Le portrait-roman de Jean Ferrat par Philippe Kohly, une voix d’or, un grand mélodiste, qui a chanté le merveilleux de vivre et, dénonçant l’injustice, a porté l’espoir de tout un peuple.
Mais connaît-on bien le chanteur ? Jean Ferrat était secret, taiseux. Son éternel demi-sourire a masqué 3 grandes tragédies. Celle de l’enfant dont le père fut déporté. Celle de l’homme qui vécut l’autodestruction de sa femme. Celle du militant qui vit l’effondrement de toutes ses espérances.
Amoureux de la vie malgré tout : tel est son message, plus fraternel que jamais.
Jean Ferrat ne se livre pas, ne se lâche pas. Tant de défenses supposent une fragilité, des blessures, des émotions violentes.
Ce sont elles qu’il faut rechercher à travers son répertoire en allant de chanson en chanson, de « Ma Môme » à « Nuit et Brouillard », de « C’est beau la vie » à » La Montagne », de « Camarade » à « Potemkine », sans oublier « A Santiago », « Que serais-je sans toi », « Ma France », « Aimer à perdre la raison », « On ne voit pas le temps passer »…
Un portrait-musical, riche en chansons et en images d’archives.

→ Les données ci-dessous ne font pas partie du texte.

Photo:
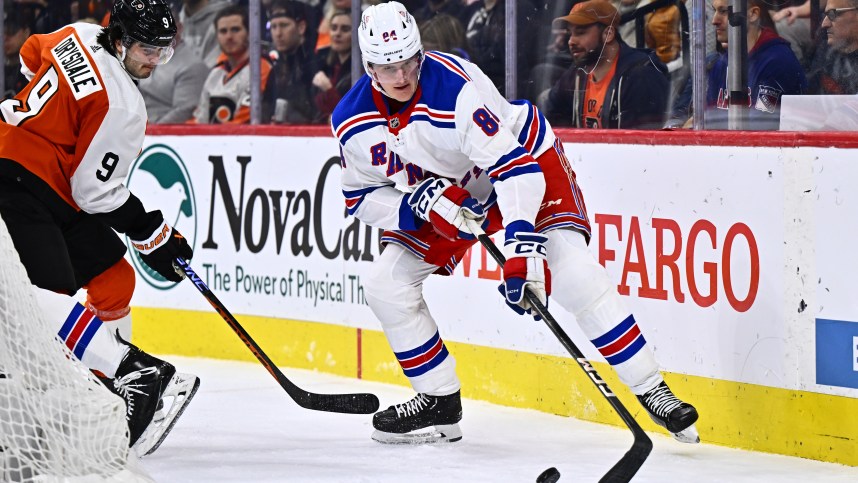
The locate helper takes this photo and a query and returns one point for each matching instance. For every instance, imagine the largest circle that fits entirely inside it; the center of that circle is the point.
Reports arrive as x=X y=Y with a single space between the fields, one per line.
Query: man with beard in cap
x=610 y=85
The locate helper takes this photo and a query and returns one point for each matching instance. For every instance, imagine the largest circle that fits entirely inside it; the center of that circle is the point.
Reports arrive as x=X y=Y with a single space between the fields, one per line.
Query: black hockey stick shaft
x=634 y=458
x=363 y=403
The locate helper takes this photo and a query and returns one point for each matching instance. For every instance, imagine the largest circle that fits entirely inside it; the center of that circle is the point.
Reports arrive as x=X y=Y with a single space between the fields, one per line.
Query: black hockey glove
x=160 y=246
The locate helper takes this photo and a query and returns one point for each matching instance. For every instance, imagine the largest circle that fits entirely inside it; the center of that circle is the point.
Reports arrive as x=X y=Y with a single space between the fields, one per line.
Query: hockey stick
x=363 y=403
x=634 y=458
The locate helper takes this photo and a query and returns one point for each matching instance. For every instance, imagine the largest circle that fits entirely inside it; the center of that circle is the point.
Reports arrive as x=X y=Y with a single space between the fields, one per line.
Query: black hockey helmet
x=146 y=21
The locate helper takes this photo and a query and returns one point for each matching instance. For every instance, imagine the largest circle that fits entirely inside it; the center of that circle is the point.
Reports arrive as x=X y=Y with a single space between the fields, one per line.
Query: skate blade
x=442 y=433
x=176 y=397
x=688 y=435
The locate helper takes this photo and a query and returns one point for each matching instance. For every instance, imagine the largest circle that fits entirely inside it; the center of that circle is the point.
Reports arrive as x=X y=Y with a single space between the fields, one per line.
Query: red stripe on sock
x=622 y=342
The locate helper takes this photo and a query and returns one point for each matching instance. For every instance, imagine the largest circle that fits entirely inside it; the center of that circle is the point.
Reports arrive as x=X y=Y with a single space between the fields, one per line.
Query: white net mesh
x=57 y=422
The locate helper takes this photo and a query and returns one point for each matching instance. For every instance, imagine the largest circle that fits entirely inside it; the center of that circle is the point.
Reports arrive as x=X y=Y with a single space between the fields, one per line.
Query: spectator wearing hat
x=172 y=91
x=610 y=85
x=289 y=92
x=835 y=66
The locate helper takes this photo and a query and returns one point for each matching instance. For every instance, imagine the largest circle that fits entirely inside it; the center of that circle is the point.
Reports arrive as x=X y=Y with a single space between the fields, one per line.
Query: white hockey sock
x=82 y=332
x=395 y=295
x=583 y=287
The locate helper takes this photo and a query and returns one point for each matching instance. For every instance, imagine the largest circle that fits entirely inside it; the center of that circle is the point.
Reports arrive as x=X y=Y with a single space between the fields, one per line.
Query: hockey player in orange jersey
x=67 y=141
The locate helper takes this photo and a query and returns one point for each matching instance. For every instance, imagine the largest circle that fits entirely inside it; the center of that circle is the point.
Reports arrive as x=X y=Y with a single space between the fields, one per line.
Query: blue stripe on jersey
x=74 y=315
x=355 y=197
x=86 y=337
x=407 y=219
x=449 y=58
x=359 y=129
x=525 y=131
x=439 y=124
x=515 y=227
x=440 y=85
x=356 y=101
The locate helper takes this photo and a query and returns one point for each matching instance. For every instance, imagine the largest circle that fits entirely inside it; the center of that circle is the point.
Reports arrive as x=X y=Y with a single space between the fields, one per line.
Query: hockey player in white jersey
x=67 y=141
x=428 y=146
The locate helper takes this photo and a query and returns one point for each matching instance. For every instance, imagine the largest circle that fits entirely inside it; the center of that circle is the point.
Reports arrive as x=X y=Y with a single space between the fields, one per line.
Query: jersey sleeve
x=109 y=141
x=371 y=197
x=489 y=143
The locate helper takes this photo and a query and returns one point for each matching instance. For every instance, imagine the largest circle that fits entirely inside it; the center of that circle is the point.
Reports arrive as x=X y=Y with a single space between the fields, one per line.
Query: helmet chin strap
x=121 y=58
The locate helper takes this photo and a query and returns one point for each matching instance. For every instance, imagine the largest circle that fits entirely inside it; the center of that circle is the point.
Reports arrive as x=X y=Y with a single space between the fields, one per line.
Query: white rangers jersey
x=456 y=126
x=80 y=121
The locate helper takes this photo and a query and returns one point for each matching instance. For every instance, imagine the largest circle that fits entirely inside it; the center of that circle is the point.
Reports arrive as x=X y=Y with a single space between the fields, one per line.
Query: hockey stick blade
x=361 y=403
x=630 y=463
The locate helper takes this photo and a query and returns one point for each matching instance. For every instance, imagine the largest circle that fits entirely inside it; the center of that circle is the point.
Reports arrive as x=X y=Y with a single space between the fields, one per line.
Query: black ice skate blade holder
x=361 y=403
x=630 y=463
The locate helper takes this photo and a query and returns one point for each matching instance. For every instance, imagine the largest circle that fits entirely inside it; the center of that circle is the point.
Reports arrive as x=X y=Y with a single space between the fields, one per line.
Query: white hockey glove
x=161 y=246
x=447 y=207
x=526 y=268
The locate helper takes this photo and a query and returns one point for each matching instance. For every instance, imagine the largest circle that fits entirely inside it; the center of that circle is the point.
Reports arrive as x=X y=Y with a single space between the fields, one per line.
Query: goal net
x=58 y=423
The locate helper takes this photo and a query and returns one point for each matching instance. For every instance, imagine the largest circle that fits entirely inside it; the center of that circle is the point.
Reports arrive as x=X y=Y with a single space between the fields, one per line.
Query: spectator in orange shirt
x=226 y=94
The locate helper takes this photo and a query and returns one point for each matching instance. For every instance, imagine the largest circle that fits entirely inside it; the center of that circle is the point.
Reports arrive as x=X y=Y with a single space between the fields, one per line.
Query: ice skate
x=422 y=420
x=150 y=387
x=671 y=413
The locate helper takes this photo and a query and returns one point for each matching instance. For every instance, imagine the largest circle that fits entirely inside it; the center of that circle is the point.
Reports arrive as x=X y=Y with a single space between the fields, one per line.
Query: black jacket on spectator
x=636 y=97
x=340 y=74
x=833 y=72
x=291 y=79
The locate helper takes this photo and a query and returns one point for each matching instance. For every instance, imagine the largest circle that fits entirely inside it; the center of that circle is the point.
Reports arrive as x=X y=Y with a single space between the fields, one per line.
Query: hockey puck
x=551 y=475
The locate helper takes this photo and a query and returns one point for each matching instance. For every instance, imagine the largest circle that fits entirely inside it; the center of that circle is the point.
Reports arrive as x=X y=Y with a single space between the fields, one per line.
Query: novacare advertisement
x=714 y=248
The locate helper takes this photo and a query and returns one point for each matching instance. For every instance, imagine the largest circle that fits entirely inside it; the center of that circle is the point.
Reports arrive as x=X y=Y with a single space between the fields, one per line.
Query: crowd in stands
x=575 y=59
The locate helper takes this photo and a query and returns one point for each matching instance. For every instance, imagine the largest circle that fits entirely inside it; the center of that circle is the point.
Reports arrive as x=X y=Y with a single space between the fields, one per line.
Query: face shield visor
x=391 y=73
x=148 y=54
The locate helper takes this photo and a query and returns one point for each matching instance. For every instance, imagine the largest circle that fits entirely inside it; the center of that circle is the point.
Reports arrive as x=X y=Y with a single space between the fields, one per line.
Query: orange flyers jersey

Faire un vrai portrait de Jean Ferrat est une gageure. Sur scène le chanteur ne se lâchait pas. Dans la vie, l’homme était secret, taiseux. Jean Ferrat le souriant est une citadelle hérissée de défenses. Partir à la recherche d’un personnage qu’on ne connaît pas : tel est notre propos.
La première intention est contribuer à une transmission : gratifié d’une voix d’or, « céleste », Jean Ferrat n’est pas seulement un chanteur des années 60 et 70. Sa place est quelque part à côté de Brel et de Brassens, celle d’un vrai poète. Grand mélodiste, il a composé les musiques de ses 200 chansons dont une bonne vingtaine résistent au temps. Le portrait les met en scène en les intégrant dans sa vie.
Chemin faisant, il répond à des questions : Comment le futur ingénieur chimiste est-il devenu chanteur ? Pourquoi a-t-il arrêté la scène à 42 ans ? Aimait-il chanter sur scène ? A-t-il mené sa carrière avec un seul poumon ? etc.
La deuxième idée est de dégager « l’équation Jean Ferrat », son style propre, sa signature particulière : l’alliance des contraires.
Les contraires ont gouverné son histoire. Depuis sa naissance (d’une mère auvergnate et d’un père Juif russe), à son mariage (avec Christine Sèvres, chanteuse au tempérament de feu ) jusqu’aux deux époques de sa vie (chanteur vedette sur les routes, Ardéchois en espadrilles pendant 40 ans).
Ce mariage des contraires gouverne sa création. Celui qui chante «Je ne suis qu’un cri » n’est jamais violent. Il reste toujours mélodieux, harmonieux. Jean Ferrat est le chanteur du cri harmonieux. Même quand il dénonce l’horreur, même dans Nuit et Brouillard, Jean Ferrat enchante.
Le troisième mouvement est de comprendre, de rechercher les clés. Ce style particulier de Jean Ferrat - enchanteur et indigné - est le fruit de son enfance. Il est issu du tragique.
A 11 ans, en 1941, le ciel dans lequel il vivait lui est tombé sur la tête : le garçon a découvert qu’il était juif. Il a vu son père disparaître pour être déporté et mourir à Auschwitz. Il ne s’en est jamais remis. Pour survivre, il s’est révolté, il a dénoncé l’injustice et en même temps il a voulu restaurer le ciel fracassé de son enfance. Chanteur de la révolte et du merveilleux de vivre, Jean Ferrat, derrière son demi-sourire, a mené une longue résilience.
Un sourire qui dût masquer deux autres grandes tragédies :
L’homme a connu l’autodestruction de sa femme, Christine Sèvres, qui mourut à 50 ans.
Le militant enfin, celui de l’idéal communiste, a vu s’effondrer toutes ses espérances dans les années 80. Jean Ferrat avait l’utopie chevillée au corps. Il était le poète des lendemains qui chantent. Il portait l’espoir de ceux qui souffrent. C’est le sens de sa vie qui s’est brisé quand advint le règne de l’argent.
Ne renonçant jamais à l’idéal, révolté et exaltant le merveilleux de vivre, Jean Ferrat est plus fraternel, et peut-être plus nécessaire que jamais.